Quick question. Could you use Scrapy to specific individual pages from thousands...

sheraz · on Jan 20, 2016

Yes, if you use subclass CrawlSpider, then you will be able to set rules on your crawls [1]

[1] -http://scrapy.readthedocs.org/en/latest/topics/spiders.html?...

djm_ · on Jan 20, 2016

Yes. Each spider in Scrapy has a "start_urls" parameter/method, so you'd just need to fill that up with all your domains and make sure the spider has freedom to crawl across domains. Each URL would be accessed, you'd do whatever you want to do and when the spider has visited them all, it would quit.

ddebernardy · on Jan 20, 2016

> would you be better off using a search engine crawler like Nutch for this?
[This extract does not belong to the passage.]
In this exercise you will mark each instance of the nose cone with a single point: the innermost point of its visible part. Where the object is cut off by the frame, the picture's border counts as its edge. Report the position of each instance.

Fwiw we recently met a client who tried Scrapy + Frontera vs Nutch, and their assessment was that Scrapy + Frontera is twice as fast. Here's a deck on Frontera FYI:

http://www.slideshare.net/scrapinghub/frontera-open-source-l...

Aside: don't hesitate to get in touch with our sales team if you need help. We're experienced in this type of project.

stummjr · on Jan 20, 2016

Scrapy can do the job, for sure. We use it to crawl more than 2 billion pages a month. :)